Sorry for the late reply @hermmanhender but yes as @mannyv stated you either have to add the log standard standard deviations as parameters of the model, or you can clamp them from something like -1 to 1. I have seen having them parameterized allows for less exploration and when I fight them against each other in custom multi-agent scenarios, the clamped version wins more often. Something like this is the parameterized version:
self.critic_fcnet = TorchFC(obs_space, action_space, 1, model_config, name + "_critic")
self.actor_means = TorchFC(obs_space, action_space, action_space.shape[0], model_config, name +
"_actor")
self.log_std_init = model_config['custom_model_config'].get('log_std_init', 0)
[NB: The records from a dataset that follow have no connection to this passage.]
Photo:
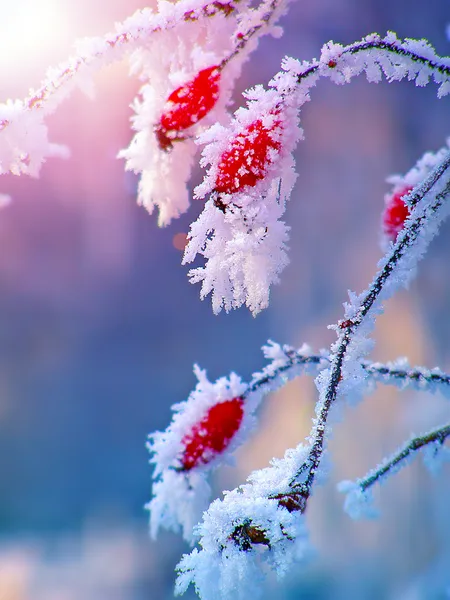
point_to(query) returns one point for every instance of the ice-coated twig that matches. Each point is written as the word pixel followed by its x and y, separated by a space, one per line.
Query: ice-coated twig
pixel 183 468
pixel 391 463
pixel 400 261
pixel 345 371
pixel 396 372
pixel 358 501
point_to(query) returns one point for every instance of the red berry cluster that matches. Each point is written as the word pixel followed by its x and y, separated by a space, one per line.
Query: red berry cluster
pixel 213 433
pixel 395 214
pixel 188 104
pixel 246 162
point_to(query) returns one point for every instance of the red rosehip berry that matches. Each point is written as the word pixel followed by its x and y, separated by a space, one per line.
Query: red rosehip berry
pixel 213 434
pixel 192 101
pixel 395 214
pixel 246 162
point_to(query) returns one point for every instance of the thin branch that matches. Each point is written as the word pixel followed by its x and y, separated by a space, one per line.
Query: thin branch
pixel 128 37
pixel 302 483
pixel 388 374
pixel 439 65
pixel 391 463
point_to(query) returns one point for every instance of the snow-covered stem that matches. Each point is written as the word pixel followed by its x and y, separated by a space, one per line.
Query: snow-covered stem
pixel 129 35
pixel 396 373
pixel 392 463
pixel 414 232
pixel 334 56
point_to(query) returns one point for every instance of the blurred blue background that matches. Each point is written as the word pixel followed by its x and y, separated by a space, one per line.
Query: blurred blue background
pixel 100 326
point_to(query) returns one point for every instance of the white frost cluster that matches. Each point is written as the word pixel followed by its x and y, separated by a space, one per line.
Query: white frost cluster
pixel 24 143
pixel 224 570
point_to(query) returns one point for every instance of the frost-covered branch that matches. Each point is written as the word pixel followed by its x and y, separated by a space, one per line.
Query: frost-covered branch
pixel 219 33
pixel 358 502
pixel 195 443
pixel 251 175
pixel 345 373
pixel 268 511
self.log_stds = nn.Parameter(torch.ones(action_space.shape[0]) * self.log_std_init, requires_grad = True)
def forward(self, input_dict, state, seq_lens):
means, _ = self.actor_means(input_dict, state, seq_lens)
log_stds = self.log_stds.expand_as(means)
logits = torch.cat((means, log_stds), dim = -1)
self.value, _ = self.critic_fcnet(input_dict, state, seq_lens)
else you can do the clamped version:
self.actor_logits = TorchFC(obs_space, action_space, action_space.shape[0]*2, model_config, name +
"_actor")
def forward(self, input_dict, state, seq_lens):
# Get the model output
logits, _ = self.actor_logits (input_dict, state, seq_lens)
means, log_stds = torch.chunk(logits, 2, -1)
log_stds = torch.clamp(log_stds , -1, 1)
logits = torch.cat((means, log_stds ), dim = -1)
self.value, _ = self.critic_fcnet(input_dict, state, seq_lens)
self.log_step += 1
Either of these seems to have helped my issue and I no longer run into it. From lots of logging it seems as though the logp_ratio goes to nan due to the std_dev going extremely small.